One management faculty student from Jaffna University said, “Whoever campaigns in this election, the TNA will win. Four years after the war our problems are same. Once the LTTE was powerful military force. Later many became opposed to them because of their repression against the people. Their attack on ordinary Sinhala people also strengthened the government. It is a good idea to unite Sinhala and Tamil people to defeat this government,” he said, referring to the SEP program.
Among residents of the Jaffna area there is overwhelming opposition to the Rajapakse government. There remains, however, confusion among some sections of teachers, students and workers about the TNA. Almost all of the media in Jaffna is campaigning for this bourgeois party, claiming it would bring some change and would challenge the government.
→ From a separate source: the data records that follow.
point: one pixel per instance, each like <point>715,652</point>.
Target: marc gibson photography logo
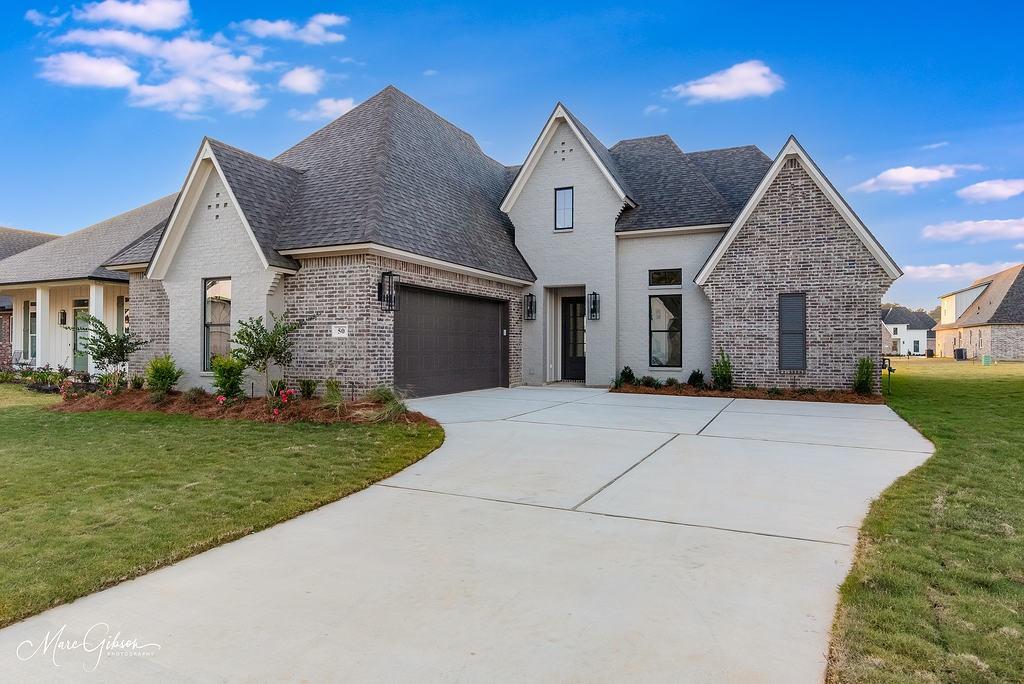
<point>96,643</point>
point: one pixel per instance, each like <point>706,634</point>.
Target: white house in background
<point>906,333</point>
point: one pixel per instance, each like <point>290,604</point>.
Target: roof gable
<point>602,158</point>
<point>793,150</point>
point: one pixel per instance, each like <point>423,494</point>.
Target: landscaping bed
<point>206,405</point>
<point>756,393</point>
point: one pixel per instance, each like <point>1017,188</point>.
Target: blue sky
<point>915,113</point>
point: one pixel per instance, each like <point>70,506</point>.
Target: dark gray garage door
<point>449,343</point>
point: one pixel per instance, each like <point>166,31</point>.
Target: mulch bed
<point>759,393</point>
<point>297,410</point>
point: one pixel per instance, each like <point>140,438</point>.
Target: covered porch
<point>43,330</point>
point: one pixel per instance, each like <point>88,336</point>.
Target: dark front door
<point>449,343</point>
<point>573,340</point>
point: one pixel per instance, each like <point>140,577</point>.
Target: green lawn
<point>937,591</point>
<point>89,500</point>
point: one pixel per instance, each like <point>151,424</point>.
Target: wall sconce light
<point>594,306</point>
<point>387,291</point>
<point>529,307</point>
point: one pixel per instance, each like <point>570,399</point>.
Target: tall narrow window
<point>563,209</point>
<point>666,343</point>
<point>793,332</point>
<point>216,319</point>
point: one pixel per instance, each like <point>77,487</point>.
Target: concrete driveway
<point>559,535</point>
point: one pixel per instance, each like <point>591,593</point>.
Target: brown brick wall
<point>147,314</point>
<point>796,241</point>
<point>343,290</point>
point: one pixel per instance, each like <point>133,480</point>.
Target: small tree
<point>110,351</point>
<point>258,346</point>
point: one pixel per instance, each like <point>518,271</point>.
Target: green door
<point>81,359</point>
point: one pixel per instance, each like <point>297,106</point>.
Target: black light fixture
<point>387,291</point>
<point>529,307</point>
<point>594,306</point>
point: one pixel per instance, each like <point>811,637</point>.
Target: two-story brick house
<point>421,262</point>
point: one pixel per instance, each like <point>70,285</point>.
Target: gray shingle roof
<point>734,171</point>
<point>83,253</point>
<point>13,241</point>
<point>1000,302</point>
<point>264,190</point>
<point>394,173</point>
<point>901,315</point>
<point>669,189</point>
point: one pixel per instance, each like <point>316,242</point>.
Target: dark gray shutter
<point>793,332</point>
<point>25,329</point>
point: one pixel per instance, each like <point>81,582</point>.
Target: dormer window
<point>563,209</point>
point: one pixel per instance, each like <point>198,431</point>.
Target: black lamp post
<point>594,306</point>
<point>529,307</point>
<point>387,291</point>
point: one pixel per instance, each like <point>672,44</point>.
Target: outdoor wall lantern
<point>594,306</point>
<point>529,307</point>
<point>387,291</point>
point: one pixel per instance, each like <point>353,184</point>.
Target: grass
<point>936,593</point>
<point>89,500</point>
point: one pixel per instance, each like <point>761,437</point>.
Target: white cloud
<point>988,190</point>
<point>305,80</point>
<point>327,108</point>
<point>314,32</point>
<point>976,231</point>
<point>49,20</point>
<point>954,271</point>
<point>905,179</point>
<point>147,14</point>
<point>78,69</point>
<point>748,79</point>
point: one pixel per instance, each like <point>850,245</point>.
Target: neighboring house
<point>908,332</point>
<point>13,241</point>
<point>420,261</point>
<point>985,318</point>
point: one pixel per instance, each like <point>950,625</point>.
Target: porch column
<point>42,326</point>
<point>96,310</point>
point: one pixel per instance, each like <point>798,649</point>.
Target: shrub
<point>391,404</point>
<point>863,379</point>
<point>196,394</point>
<point>162,374</point>
<point>721,372</point>
<point>307,387</point>
<point>333,397</point>
<point>626,376</point>
<point>228,374</point>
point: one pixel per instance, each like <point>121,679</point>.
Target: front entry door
<point>573,340</point>
<point>81,359</point>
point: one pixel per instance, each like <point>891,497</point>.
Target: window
<point>665,276</point>
<point>793,332</point>
<point>216,318</point>
<point>563,209</point>
<point>666,331</point>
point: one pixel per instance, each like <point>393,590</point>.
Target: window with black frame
<point>216,319</point>
<point>666,343</point>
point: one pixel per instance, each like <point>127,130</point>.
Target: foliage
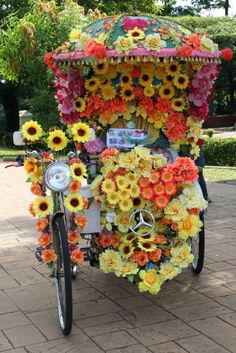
<point>220,151</point>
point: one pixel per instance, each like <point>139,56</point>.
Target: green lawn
<point>219,173</point>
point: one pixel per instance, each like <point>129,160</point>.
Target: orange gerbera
<point>158,189</point>
<point>74,186</point>
<point>147,192</point>
<point>77,256</point>
<point>73,237</point>
<point>45,240</point>
<point>155,255</point>
<point>36,189</point>
<point>41,224</point>
<point>81,221</point>
<point>161,201</point>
In fact, the TNA is seeking a power-sharing deal with the Colombo government. It appeals to US imperialism and India for backing to pressure the Rajapakse government into reaching such an arrangement. Both countries want the Rajapakse government to distance itself from Beijing. India is also concerned about political instability in Tamil Nadu where there is deep opposition to the repression of ethnically related Tamils in Sri Lanka.
A final year art student challenged the government’s claims about developing the country. “They are constructing roads and buildings after the war. But that development is not for our benefit. We are still living as we did during the war. We can’t talk freely. They have placed CID (the Criminal Investigation Department or Sri Lanka’s secret police) in the campus. If we talk about our educational problems or political issues, we will be questioned and threatened.”